There's basically nothing new here, not even something useful for that matter.

May 16 | Unregistered Commentersomeone

Hi Matt,

It's true though if you just have a few friends/fans in an area, they could easily help with setting it up. Pretty much I think that it's better to have a show on tour, even if a bit intimate, than now show at all. :)

May 16 | Unregistered CommenterSimon Tam

I agree it is a poor article, there's nothing unconventional in there at all.
And nothing that I would not think of first thing.

May 19 | Unregistered CommenterHeidi

Good suggestions Sam. This sounds a little more bent towards touring bands, but touring solo acts....there's another little known venue that can be a good fill in, for the right entertainer: unitarian and unity church services. 1) most positive (non-cussing) music works, 2) they have a budget to pay (usually a 2-3 song gig) with a captive "audience", 3) what else you going to do on a Sunday am? (so there's no conflict) and 4) you'll be on the road by noon! Search in the area you'll be playing sat night, and see if you can stick around.
Happy touring. Http://

May 19 | Unregistered CommenterJean Mann


Most booking advice covers ground focusing on traditional venues, promotional efforts such as mailing posters or social networks, etc. I wanted to get some of the more "unspoken" ideas out there. It's great that you're already incorporating these practices in though. I still get an average of about 75-100 emails per week from artists asking questions in this area (how to find local acts, what happens when they're out of venues or promoters to contact, etc.). Clearly, you're already ahead of the game there.
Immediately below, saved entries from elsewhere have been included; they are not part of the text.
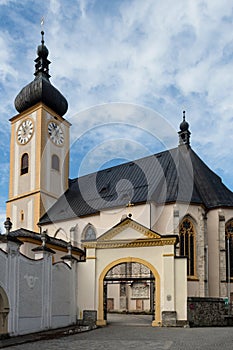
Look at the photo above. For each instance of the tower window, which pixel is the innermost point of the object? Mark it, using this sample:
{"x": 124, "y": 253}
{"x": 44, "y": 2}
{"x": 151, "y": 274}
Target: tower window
{"x": 24, "y": 164}
{"x": 187, "y": 245}
{"x": 55, "y": 162}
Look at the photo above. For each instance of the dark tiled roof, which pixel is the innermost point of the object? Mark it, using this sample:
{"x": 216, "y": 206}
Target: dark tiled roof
{"x": 176, "y": 175}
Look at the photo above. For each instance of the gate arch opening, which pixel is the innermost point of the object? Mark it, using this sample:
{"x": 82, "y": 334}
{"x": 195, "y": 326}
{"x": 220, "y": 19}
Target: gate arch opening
{"x": 105, "y": 277}
{"x": 4, "y": 311}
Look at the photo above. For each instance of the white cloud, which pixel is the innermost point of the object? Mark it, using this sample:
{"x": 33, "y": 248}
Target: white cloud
{"x": 160, "y": 54}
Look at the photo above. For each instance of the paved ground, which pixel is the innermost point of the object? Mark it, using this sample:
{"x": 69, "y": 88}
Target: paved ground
{"x": 136, "y": 333}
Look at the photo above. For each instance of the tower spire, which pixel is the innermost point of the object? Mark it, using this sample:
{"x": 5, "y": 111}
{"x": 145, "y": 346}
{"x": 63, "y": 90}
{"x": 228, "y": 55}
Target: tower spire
{"x": 40, "y": 89}
{"x": 184, "y": 133}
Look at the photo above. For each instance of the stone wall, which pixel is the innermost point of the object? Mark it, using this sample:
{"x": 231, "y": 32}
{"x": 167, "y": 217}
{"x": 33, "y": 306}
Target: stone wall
{"x": 39, "y": 295}
{"x": 206, "y": 312}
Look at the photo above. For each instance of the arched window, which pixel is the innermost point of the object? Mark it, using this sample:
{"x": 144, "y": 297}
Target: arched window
{"x": 55, "y": 162}
{"x": 24, "y": 164}
{"x": 229, "y": 249}
{"x": 89, "y": 233}
{"x": 187, "y": 245}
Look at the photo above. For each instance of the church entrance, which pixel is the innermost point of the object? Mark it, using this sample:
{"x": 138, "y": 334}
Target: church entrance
{"x": 130, "y": 288}
{"x": 4, "y": 311}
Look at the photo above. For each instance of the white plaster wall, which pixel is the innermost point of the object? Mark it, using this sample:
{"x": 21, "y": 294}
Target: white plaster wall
{"x": 102, "y": 222}
{"x": 213, "y": 244}
{"x": 181, "y": 291}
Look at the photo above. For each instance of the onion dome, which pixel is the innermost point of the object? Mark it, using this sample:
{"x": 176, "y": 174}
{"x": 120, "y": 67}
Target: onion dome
{"x": 40, "y": 89}
{"x": 184, "y": 133}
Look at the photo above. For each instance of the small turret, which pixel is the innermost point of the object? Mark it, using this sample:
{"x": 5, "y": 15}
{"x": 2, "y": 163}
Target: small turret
{"x": 40, "y": 89}
{"x": 184, "y": 133}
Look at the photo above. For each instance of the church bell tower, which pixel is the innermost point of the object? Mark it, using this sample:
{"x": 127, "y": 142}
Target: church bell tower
{"x": 39, "y": 148}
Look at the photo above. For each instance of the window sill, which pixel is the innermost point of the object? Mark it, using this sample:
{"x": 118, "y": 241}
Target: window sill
{"x": 193, "y": 279}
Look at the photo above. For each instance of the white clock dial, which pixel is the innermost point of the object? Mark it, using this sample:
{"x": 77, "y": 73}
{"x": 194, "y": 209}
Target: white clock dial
{"x": 25, "y": 131}
{"x": 55, "y": 133}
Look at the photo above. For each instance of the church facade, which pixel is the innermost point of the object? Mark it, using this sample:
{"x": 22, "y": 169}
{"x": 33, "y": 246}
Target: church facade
{"x": 143, "y": 250}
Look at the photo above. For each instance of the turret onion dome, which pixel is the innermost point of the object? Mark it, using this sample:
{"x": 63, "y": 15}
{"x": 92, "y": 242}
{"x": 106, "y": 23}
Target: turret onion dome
{"x": 40, "y": 89}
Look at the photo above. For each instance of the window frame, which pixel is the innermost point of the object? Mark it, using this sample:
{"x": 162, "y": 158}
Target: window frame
{"x": 187, "y": 246}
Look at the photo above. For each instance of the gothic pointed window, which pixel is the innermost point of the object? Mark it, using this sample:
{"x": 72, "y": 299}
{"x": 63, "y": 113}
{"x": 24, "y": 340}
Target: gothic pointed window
{"x": 187, "y": 245}
{"x": 229, "y": 249}
{"x": 55, "y": 162}
{"x": 24, "y": 164}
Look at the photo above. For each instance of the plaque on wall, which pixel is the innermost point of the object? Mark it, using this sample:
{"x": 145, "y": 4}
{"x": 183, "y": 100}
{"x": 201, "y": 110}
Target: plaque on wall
{"x": 140, "y": 290}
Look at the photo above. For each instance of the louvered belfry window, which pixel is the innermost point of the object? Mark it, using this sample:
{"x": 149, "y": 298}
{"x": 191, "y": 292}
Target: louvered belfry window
{"x": 24, "y": 164}
{"x": 187, "y": 245}
{"x": 229, "y": 248}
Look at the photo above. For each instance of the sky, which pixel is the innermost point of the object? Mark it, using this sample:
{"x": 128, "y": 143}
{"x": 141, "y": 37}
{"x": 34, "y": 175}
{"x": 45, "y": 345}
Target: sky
{"x": 128, "y": 69}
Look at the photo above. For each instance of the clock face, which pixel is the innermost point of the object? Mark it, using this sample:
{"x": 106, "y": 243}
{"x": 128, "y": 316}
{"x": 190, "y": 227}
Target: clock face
{"x": 25, "y": 131}
{"x": 55, "y": 133}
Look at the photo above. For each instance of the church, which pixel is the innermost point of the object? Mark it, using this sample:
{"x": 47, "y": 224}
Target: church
{"x": 143, "y": 235}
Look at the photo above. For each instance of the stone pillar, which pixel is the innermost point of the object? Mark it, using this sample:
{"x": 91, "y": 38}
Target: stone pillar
{"x": 45, "y": 253}
{"x": 71, "y": 261}
{"x": 222, "y": 255}
{"x": 176, "y": 225}
{"x": 169, "y": 316}
{"x": 12, "y": 246}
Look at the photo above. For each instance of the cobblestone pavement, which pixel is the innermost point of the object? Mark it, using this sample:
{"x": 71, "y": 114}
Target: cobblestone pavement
{"x": 136, "y": 333}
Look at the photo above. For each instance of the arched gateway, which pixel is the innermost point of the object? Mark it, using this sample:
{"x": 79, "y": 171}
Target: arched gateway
{"x": 155, "y": 296}
{"x": 132, "y": 243}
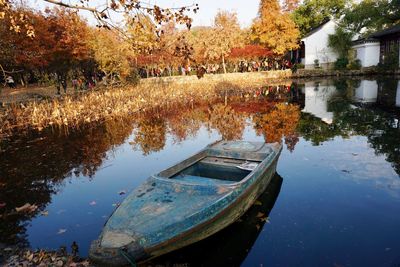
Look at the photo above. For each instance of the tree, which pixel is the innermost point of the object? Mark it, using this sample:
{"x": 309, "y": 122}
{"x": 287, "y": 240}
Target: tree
{"x": 312, "y": 13}
{"x": 369, "y": 16}
{"x": 111, "y": 53}
{"x": 341, "y": 41}
{"x": 290, "y": 5}
{"x": 59, "y": 43}
{"x": 225, "y": 35}
{"x": 104, "y": 11}
{"x": 274, "y": 29}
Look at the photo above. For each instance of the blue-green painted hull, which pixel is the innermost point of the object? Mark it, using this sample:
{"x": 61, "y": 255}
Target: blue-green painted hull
{"x": 168, "y": 212}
May 19 | Registered CommenterSimon Tam

Hi Jean,

True - if there are spiritual inclinations, most churches or ministry based operations pay quite well (and their constituents tend to support the artists with gifts, donations, merchandise purchases, etc.). Which just reminded of me several other opps - will be updating the article now.

May 19 | Registered CommenterSimon Tam

Hi everyone,

Apparently I can't make edits post-publishing. Anyway, here are some additional ideas when one runs into dead ends in the booking realm:

- Contact local art galleries (works great especially for acoustic acts, solo artists, and other visual performers). For instance, in West Hollywood, there's a great creative arts space called "The Strange."

- When in a bind but you know you have a solid following in the area, you could consider renting out a venue (old theater, event hall, etc.), getting the line up of locals, and just paying out after your expenses are re-couped. In fact, this is a great way to have an event built around other festivals (SXSW, CMJ, etc.)

- If you're really out of venues in a town, look for a rehearsal hall for bands and film do a live "online show." You can film in the practice space and use a free service sch as Ustream, ask for donations online from fans, and even sell merch through an e-commerece site so you'll have some more cash for the rest of your tour.

Anyway, hope these ideas help!

May 19 | Registered CommenterSimon Tam

You can always fill weekday shows with open mikes too. Many accomodate full bands. There are usually musically appreciative people there, and you may sell some CDs/merch. is a good site for this. Indie on the Move also posts last minute show openings, etc.